Every term explained as if you're hearing it for the first time.


Boundary

Synonym for enclosure. The line that separates inside from outside. A cell wall, a fence, a rule, a definition — all boundaries.

Calling

The first rule: two identical marks next to each other are the same as one (## → #). Redundancy condenses into unity. Saying the same thing twice doesn't add information.

Crossing

The second rule: an enclosure around an enclosure cancels ([[A]] → A). What's inside gets out. A double negative becomes a positive. Crossing twice returns to the start.

Distinction

The fundamental act: drawing a line that creates "this" and "that" simultaneously. The starting point for all knowledge, all measurement, all language. You cannot have a distinction with only one side.

Enclosure

The symbol [ ] that creates inside and outside. A container. A grouping. A category. A boundary. One of the three primitives.

Juxtaposition

Placing marks or expressions side by side. The operation of "and also." Creates multiplicity, collections, sequences. One of the three primitives.

Mark

The symbol # that says "something is here." The simplest possible signal. A heartbeat, a pixel, a data point, a yes. One of the three primitives.

Metastable

A pattern that looks stable but can be triggered into change by a small disturbance. Like a ball balanced at the top of a hill, or a thought you're "fine" with until someone asks about it.

Pattern

Repetition + difference + relation. Something that happens more than once, with variation, in connection. Not a thing — a motion. Not a noun — a verb. The pattern is never any single instance of itself.

Pattern Literacy

The ability to see patterns as patterns — to recognize what's repeating, what's varying, and what's connected — without mistaking the pattern for a fixed identity. The meta-skill this primer teaches.

Primitives

The three fundamental operations from which everything else is built: Mark, Enclosure, Juxtaposition. With only these, you can describe any structure in any discipline.

Reduction

Applying Calling or Crossing to simplify a pattern. Reducing ## to #, or [[A]] to A. Like simplifying a fraction — the value is preserved, the expression is cleaner.

Stability

The property of a pattern that cannot be simplified further by Calling or Crossing. Stable patterns persist. Unstable patterns reorganize. Everything that exists is a stable pattern (under current conditions).

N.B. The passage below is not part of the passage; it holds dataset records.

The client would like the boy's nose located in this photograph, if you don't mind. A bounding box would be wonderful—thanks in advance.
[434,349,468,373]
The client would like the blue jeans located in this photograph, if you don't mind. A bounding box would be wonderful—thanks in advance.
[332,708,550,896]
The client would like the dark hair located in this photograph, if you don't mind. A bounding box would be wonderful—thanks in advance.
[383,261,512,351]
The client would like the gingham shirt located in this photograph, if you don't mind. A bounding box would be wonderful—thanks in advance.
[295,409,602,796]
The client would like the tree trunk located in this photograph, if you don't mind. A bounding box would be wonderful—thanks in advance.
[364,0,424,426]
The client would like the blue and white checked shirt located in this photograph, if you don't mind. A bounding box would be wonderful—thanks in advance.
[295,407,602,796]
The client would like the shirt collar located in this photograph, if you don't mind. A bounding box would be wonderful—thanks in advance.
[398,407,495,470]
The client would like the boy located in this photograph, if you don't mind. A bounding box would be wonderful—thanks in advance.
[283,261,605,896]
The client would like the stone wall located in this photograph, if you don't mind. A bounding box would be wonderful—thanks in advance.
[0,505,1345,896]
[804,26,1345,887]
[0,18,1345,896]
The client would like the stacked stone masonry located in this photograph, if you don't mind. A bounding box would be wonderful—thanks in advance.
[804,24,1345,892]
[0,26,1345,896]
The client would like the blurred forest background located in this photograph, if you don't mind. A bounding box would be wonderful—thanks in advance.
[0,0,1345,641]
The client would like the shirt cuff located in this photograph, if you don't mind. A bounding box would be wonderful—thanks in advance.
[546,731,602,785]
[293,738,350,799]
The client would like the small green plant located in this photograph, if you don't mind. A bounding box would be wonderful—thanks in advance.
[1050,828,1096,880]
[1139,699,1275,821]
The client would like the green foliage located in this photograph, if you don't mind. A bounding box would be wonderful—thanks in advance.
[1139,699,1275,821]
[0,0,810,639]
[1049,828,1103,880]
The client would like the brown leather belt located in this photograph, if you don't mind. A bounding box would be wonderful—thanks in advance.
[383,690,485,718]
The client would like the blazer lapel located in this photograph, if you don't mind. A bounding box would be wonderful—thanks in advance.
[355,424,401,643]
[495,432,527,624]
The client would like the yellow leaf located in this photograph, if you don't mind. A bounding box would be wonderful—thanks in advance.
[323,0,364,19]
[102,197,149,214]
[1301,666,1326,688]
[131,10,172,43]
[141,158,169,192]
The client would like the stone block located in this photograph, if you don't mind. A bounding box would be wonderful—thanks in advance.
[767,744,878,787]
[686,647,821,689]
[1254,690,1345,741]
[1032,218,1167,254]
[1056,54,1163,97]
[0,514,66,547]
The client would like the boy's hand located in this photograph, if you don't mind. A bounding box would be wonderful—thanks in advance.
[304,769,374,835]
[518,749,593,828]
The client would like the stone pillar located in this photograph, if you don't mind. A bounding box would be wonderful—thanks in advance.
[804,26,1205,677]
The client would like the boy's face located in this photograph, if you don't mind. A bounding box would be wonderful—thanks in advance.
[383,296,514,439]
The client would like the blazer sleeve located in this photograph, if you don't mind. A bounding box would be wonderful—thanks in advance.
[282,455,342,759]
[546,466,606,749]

STC (Syntactic Token Calculus)

The formal system built from the three primitives and two rules. It generates particle physics, cosmology, and quantum computation from pure syntax. The full technical treatment is in the QLoF monograph.

Tilt (One-Degree Tilt)

Changing one small thing — a condition, a context, a relation — and letting the pattern reorganize around it. The opposite of Forcing. The quietest and often most effective way to shift a stuck pattern.

Void

The absence of any mark. The blank page before anything is drawn. Not "nothing" in an existential sense — simply the ground state from which all distinctions emerge. Zero, silence, empty space, stillness.